6 thoughts on “Alternative Bond Beams for Straight Walls”

  1. Hi, I’m sorry if this is the wrong thread, not sure if it’s still active.
    On your page about reinforced concrete bond beams, for the materials you mention sand and cement mortar but not gravel. Does this mean that you make the bond beam from cement mortar rather than concrete?
    The article also mentions the importance of the correct amount of cement in the mix, what is the mix ratio for this bond beam if not using gravel.
    Leaving out gravel would be great for me as it’s costly to transport to my location, however I’m not sure about a bond beam without gravel in the mix, I’d appreciate any advice.

    • Typically some gravel is mixed with sand and cement for concrete, and I expect that this is what was really meant in that previous article.

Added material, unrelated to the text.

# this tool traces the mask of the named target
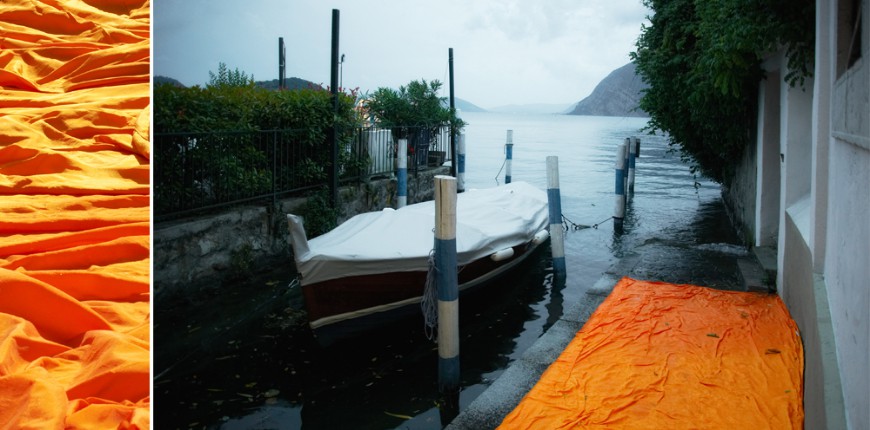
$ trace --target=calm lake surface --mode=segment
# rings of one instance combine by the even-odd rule
[[[682,231],[720,198],[718,185],[689,173],[663,138],[642,134],[644,118],[462,117],[466,189],[504,183],[504,144],[513,130],[513,181],[546,189],[546,157],[558,156],[563,214],[600,225],[566,233],[565,285],[554,285],[545,249],[517,273],[463,297],[460,409],[632,246]],[[641,137],[641,154],[625,233],[618,235],[610,220],[614,158],[630,136]],[[287,288],[287,266],[189,306],[155,310],[155,428],[438,429],[449,422],[439,408],[437,345],[426,339],[422,318],[322,347],[305,327],[286,322],[302,308],[298,288]]]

  2. The walls would be about 16 feet at their longest, depth of soil 3 or 4 feet, could be increased on the north side.

    The foundation will be tamped earth. Door openings would be standard, windows possibly smaller than standard.

    This sounds unrelated, but would a living roof/walls be a solution to water protection in a very wet climate?

    • I’m not a fan of putting floors below grade. This often leads to moisture problems. Even deserts have heavy rains. Better to build on high ground and build soil around the structure (earth berming or sheltering).

      Add a shear wall or buttressing for long walls.

      Tamped earth foundations are not very reliable. Maybe if you stabilize the soil and use it for a small cabin, etc. it may be okay. Better to build on rubble trenches and fill lower earthbag courses with gravel.

      Living roofs tend to be expensive and time consuming. Your roof has to hold up extra weight and so it costs more. It is rather difficult to waterproof. It takes a lot of maintenance or the roof will turn into a weed patch.

  3. I am wondering, maybe this is the wrong thread for this question… But if building a straight walled home, instead of building supports on the outside of the walls like many designs I’ve seen, would it be possible to have the home built into the earth 4 to 5 feet? Or would this not be enough to support the pressure on the walls?

    The structure I want to build would have a loft, so hopefully that wouldn’t add any extra pressure to the walls.

    • You have to take it case by case: How long are unsupported walls? Height of walls? Size and spacing of door and window openings? Depth of soil against the house? Concrete foundation and bond beam?

      A loft won’t change much, although the framing can help stabilize walls.